Release writer Sebastian Hess went to the outskirts of the tiniest village outside a tiny town in the south of Sweden to find coziness enough to last a lifetime. Read his report on the underground electronic music festival Kalabalik på Tyrolen here.
For me, and I think for a lot of others too, a big part of the festival essence over the years has always been to get away from home. This has made the last few years a bit confusing as more and more city festivals and events have popped up. Is it a real festival when you can go home to sleep in your own bed? Is it a real festival without having to fight mud and mosquitos?
In order to get a taste of the good old festival feeling I decided to visit the Kalabalik på Tyrolen festival in Blädinge, just outside Alvesta in Småland, Sweden. Or if you don’t know your Swedish geography that well: In the middle of pretty much nowhere.
The organizers write this on their website: “Our ambition is to create an event with a unique atmosphere and an inspiring line up of contemporary acts in genres such as post punk, synth, wave and the like”. I’ll concentrate on the overall festival feeling instead of reviewing the shows we got to see.
The festival area is like entering a old carnival. Wooden buildings with murals all over the walls and ceilings and colored lamps lighting up the night darkness.

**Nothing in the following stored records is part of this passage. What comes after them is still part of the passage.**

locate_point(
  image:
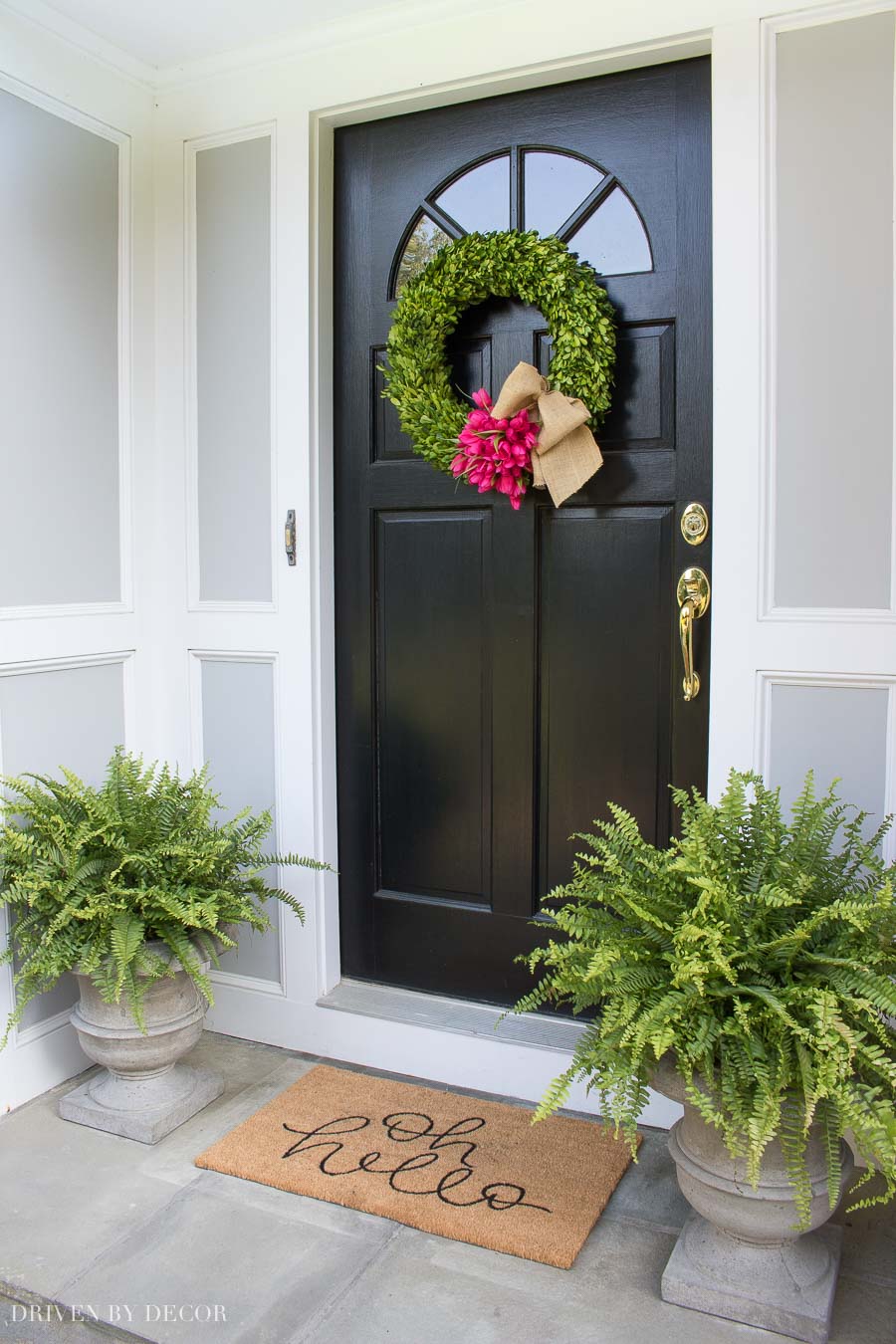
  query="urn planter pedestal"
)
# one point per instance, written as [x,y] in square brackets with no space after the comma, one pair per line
[142,1091]
[739,1254]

This adds to a feeling of coziness that is also strengthened by the fact that it feels like everybody here knows each other or at least act as they do.
Even when you go to get a beer it feels like you’ve being served by a long time friend. Compared to bigger mainstream city festivals that becomes more and more corporate each year Kalabalik feels like the total opposite.
Festival general Christoffer Gunnarsson said before the festival that he wants to try to reinvent the synth scene, which he thinks has become too conservative and nostalgic.
- I think it’s kind of sad that organizers play it safe to a great extent. So many new interesting artists pop up that never ever cross our borders and I think it results in a stagnating scene. In order to get a younger audience, I believe also some of the artists have to be younger as well, Christoffer says.
At the festival one could see some really good electronic acts with not only the musical style in common but also the fact that they were probably unknown to even most of the festival regulars.
These were some of the acts that Gunnarsson dug up for this years Kalabalik:
SOHO REZANEJAD (Denmark)
MATT ZWART (Belgium)
KID FOURTEEN (Lebanon)
Ring any bells?
Seeing that most acts booked are quite unknown you quickly understand that Kalabalik is more about the whole festival feeling itself rather than just the artists booked. Don’t get me wrong – Gunnarsson knows his way around the electronic bookings but I think most of the visitors would be here even if he decided to keep all the bookings secret all the way until the festival started. There is simply a trust from the visitors that the festival will have music they like and they know that the Kalabalik festival feeling will be there every time they come back.
Directly after the festival I asked Christoffer what his thoughts were but he was simply too energy drained to tell me more than “I’ll have to get back to you in a couple of days regarding that!”. Back home from the festival I sent a couple of questions to him and told him that there was no rush getting back to me. After a couple of days he replied to me and the editor-in-chief, Mikael Kahrle:
- I was under high pressure before the festival this year but everything went very well in the end. So I almost felt rested the day after the festival had ended because all the weight was lifted from my shoulders. I am extremely happy with this years’ festival and we, together with the visitors, again have been able to create the cozy atmosphere we aways aim for.
From the tone in his answers I think there is hope that this wasn’t, as he has hinted, the last Kalabalik på Tyrolen.
- If we return we will have a different structure, he answered Mikael cryptically, when asked about the future.